Für uns bedeutet das, dass wir die ersten Möbel schon dorthin bestellen können, um sie dann auch gleich dort aufzubauen, wo sie stehen sollen. Für mein Arbeitszimmer habe ich die Möbel schon ausgesucht, wie ich auch schon erwähnt habe, doch ein paar andere Sachen brauchen wir zum Umzug auch noch.
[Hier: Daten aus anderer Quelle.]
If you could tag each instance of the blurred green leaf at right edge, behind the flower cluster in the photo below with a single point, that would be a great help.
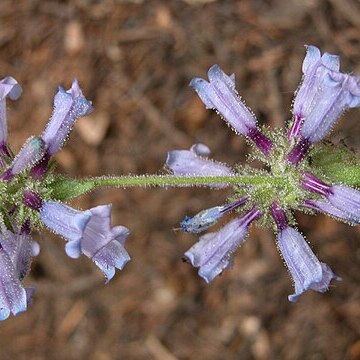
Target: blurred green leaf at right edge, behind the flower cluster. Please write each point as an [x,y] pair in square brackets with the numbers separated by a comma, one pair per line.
[338,163]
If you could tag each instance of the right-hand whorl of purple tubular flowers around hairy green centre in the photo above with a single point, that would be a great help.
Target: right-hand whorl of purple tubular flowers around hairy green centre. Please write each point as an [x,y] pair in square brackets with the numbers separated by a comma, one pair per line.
[294,184]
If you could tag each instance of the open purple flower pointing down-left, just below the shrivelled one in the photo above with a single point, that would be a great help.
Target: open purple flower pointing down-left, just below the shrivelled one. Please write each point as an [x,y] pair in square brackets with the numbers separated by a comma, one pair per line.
[212,253]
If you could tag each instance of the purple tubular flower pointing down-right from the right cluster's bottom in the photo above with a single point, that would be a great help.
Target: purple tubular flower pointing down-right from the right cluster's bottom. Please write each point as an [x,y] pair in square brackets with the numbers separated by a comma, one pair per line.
[305,269]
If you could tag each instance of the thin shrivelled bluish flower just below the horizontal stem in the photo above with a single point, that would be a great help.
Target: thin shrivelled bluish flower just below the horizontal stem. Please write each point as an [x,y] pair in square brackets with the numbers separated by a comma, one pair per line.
[209,217]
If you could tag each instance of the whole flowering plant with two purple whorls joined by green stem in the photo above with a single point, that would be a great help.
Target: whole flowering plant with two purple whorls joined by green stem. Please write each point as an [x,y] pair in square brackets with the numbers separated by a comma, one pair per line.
[299,173]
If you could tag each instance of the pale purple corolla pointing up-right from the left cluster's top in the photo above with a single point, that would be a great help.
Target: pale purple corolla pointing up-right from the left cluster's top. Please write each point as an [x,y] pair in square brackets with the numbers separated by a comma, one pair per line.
[68,107]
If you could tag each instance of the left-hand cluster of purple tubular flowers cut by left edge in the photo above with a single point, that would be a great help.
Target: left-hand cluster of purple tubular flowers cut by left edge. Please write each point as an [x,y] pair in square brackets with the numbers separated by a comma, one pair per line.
[29,203]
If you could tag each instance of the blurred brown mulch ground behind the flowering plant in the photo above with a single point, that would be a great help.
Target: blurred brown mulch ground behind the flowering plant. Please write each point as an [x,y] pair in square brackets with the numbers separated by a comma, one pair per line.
[134,59]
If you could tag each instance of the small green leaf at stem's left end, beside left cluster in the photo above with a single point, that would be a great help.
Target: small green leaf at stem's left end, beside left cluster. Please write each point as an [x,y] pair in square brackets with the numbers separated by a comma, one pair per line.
[65,188]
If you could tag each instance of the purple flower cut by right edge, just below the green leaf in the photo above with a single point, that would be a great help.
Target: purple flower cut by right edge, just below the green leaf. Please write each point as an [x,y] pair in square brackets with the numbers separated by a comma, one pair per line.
[344,198]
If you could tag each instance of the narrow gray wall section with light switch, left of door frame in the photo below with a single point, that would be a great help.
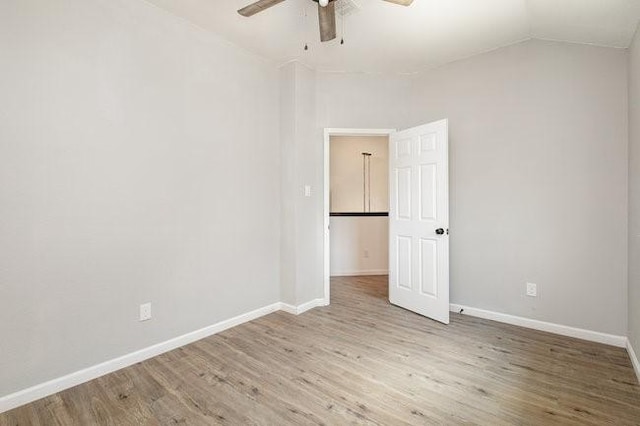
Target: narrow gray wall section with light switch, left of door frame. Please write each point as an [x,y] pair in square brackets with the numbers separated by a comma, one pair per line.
[301,217]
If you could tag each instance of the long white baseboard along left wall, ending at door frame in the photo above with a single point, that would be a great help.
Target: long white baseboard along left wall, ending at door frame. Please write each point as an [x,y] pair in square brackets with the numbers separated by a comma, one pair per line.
[25,396]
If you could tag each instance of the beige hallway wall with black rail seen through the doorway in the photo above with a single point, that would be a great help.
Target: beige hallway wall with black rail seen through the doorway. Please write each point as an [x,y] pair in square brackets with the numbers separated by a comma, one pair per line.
[358,207]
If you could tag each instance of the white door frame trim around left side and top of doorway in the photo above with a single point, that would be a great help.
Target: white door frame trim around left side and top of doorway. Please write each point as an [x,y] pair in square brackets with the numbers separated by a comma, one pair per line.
[328,133]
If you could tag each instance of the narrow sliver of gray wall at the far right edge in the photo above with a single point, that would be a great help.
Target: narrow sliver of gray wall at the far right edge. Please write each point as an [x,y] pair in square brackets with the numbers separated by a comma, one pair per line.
[634,194]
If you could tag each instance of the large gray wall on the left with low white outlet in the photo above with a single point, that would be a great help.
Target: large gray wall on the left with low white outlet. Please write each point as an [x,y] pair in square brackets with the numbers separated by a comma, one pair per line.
[138,163]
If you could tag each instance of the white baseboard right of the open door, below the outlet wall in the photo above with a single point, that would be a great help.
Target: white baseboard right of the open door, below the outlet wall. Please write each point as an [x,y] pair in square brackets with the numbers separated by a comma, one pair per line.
[564,330]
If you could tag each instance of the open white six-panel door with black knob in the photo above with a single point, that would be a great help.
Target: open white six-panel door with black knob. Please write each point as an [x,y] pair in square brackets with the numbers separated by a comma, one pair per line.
[419,220]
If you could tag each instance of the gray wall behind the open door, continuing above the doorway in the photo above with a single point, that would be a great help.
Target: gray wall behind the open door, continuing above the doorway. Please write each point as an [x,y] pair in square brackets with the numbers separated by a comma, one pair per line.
[538,173]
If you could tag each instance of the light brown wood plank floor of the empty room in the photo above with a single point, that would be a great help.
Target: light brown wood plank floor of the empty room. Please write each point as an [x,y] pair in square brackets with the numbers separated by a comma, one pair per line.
[359,361]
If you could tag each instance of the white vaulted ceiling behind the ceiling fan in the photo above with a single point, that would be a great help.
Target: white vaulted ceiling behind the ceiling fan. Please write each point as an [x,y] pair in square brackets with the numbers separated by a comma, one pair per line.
[383,37]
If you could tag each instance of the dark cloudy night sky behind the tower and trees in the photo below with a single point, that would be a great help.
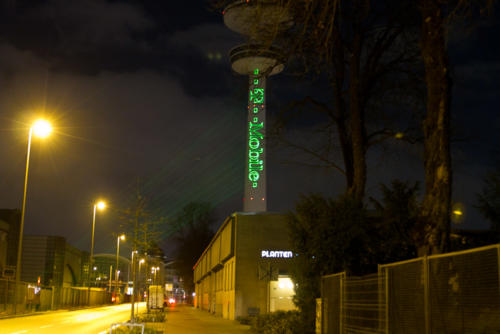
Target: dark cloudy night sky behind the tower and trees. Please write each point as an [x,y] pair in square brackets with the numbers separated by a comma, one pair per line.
[141,92]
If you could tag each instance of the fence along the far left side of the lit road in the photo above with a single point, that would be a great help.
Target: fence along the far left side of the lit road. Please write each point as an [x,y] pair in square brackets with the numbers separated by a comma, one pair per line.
[31,298]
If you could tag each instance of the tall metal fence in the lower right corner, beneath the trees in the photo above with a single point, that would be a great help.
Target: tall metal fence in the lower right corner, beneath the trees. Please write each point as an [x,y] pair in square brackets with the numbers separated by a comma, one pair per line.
[449,293]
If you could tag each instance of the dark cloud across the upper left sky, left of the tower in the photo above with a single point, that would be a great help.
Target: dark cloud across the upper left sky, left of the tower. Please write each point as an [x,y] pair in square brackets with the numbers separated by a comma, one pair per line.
[90,37]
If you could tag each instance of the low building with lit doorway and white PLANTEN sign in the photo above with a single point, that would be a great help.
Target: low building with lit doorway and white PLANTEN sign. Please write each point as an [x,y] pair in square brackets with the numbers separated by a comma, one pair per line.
[245,268]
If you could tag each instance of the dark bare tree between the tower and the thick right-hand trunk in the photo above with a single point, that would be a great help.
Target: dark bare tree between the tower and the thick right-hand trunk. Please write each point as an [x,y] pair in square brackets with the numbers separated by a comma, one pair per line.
[368,53]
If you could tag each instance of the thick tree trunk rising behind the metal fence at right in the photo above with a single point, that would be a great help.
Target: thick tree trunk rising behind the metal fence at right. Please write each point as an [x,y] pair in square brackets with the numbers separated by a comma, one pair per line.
[437,160]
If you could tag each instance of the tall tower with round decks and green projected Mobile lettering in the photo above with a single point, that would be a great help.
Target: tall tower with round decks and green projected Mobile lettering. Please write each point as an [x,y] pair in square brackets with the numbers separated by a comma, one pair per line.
[258,60]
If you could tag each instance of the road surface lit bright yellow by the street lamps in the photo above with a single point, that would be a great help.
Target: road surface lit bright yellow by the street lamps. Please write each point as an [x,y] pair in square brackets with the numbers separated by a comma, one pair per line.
[88,321]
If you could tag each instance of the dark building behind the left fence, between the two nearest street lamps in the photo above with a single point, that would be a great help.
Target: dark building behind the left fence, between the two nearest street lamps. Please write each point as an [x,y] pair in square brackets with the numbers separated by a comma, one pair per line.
[51,259]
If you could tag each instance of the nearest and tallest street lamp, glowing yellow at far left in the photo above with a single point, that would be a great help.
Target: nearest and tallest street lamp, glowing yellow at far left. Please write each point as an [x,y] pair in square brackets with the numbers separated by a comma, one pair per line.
[42,129]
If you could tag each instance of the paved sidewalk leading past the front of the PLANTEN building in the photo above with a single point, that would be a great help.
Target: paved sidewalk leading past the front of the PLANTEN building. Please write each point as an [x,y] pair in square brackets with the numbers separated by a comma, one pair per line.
[183,319]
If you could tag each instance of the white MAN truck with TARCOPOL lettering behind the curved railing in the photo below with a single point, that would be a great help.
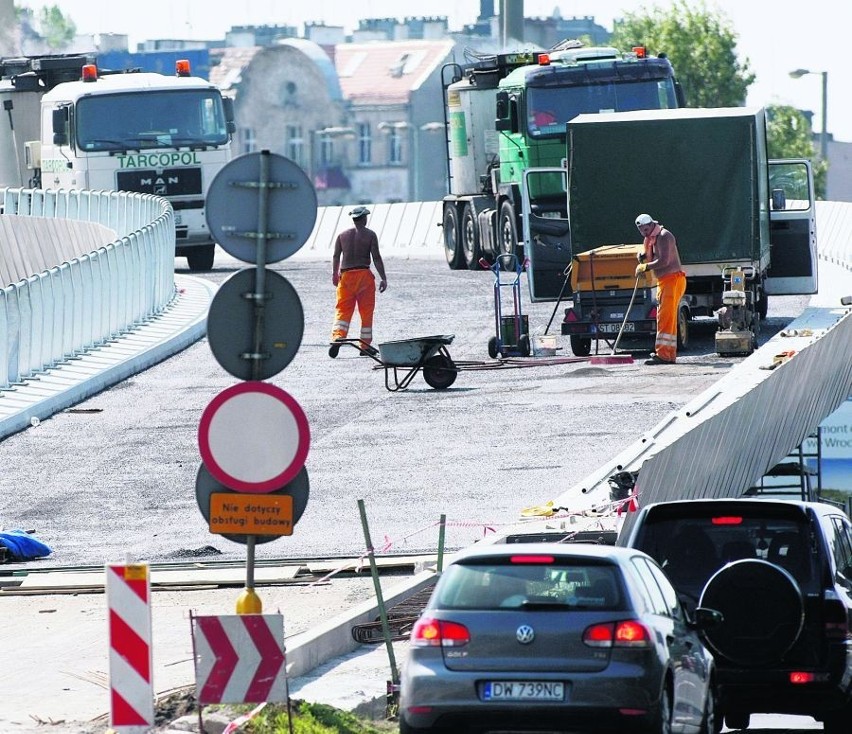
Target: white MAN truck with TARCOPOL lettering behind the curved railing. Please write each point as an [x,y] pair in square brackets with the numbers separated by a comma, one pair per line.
[70,125]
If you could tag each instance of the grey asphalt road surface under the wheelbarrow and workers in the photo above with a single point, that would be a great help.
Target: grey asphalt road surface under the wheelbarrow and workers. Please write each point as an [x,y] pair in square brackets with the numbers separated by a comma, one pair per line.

Da müssen die Liebste und ich mal gemeinsam schauen.

Auch nochmal mit Blick auf den Umzug war am Donnerstag nochmal ein Online-Termin wegen der Finanzierung. Es fehlen immer noch Unterlagen, doch die sollen angeblich in der nächsten Woche endlich kommen. Dann müssen wir nur noch hoffen, dass auch der Notar schnell noch einen Termin für uns hat, damit wir noch im März den Kaufvertrag unterzeichnen können.

Die Kündigung für das aktuelle Haus ist auch schon geschrieben, die müssen wir nur noch ausdrucken und abschicken. Das und der Kaufvertrag werden nochmal zwei richtig große Schritte, die irgendwie beängstigend, aber auch befreiend sein werden.

Man darf wieder Besuch empfangen

Gestern kamen Ersatz-Oma und -Opa der Kleinen vorbei. Die ganze Zeit ging das ja nicht, da kamen sie höchstens Mal, um sie an der Tür zu einem Spaziergang abzuholen. So konnten wir gestern auch nochmal zusammensitzen und reden. Das musste auch einfach mal wieder sein.
Wir haben den beiden die Wohnung gezeigt und dann auch gesehen, dass die Garage schon fertig gestrichen war. Ich bin echt froh, dass sich da so gut gekümmert wird und wir beim Einzug praktisch nichts mehr tun müssen.

Oma und Opa hatten wie bei jedem Besuch ein neues Stofftier für die Kleine dabei. Das ist immer furchtbar nett, muss aber auch irgendwann einmal aufhören. Demnächst werden wir sie aber auch nochmal besuchen, dann kann die Kleine mit dem Wauwau spielen. Was in ihrem Fall bedeutet, sich schüchtern an ihn heranzuschleichen, kurz die Luft neben seinem Kopf zu streicheln und dann breit grinsend wieder zur Mama zu rennen.

Das war es für diese Woche. Ich schreibe diese letzten Zeilen jetzt, wie immer, am Samstagabend und wünsche euch und uns trotzdem schon einmal einen tollen Sonntag und morgen einen guten Start in die neue Woche!

3 Gedanken zu „[2110] Die Woche kann dann weg…

  1. Bei dem, was da alles los ist, würde ich auch den Überblick verlieren, was wann wie warum war. Vielleicht solltest du uns mal auch hin und wieder in dein Tagebuch blicken lassen?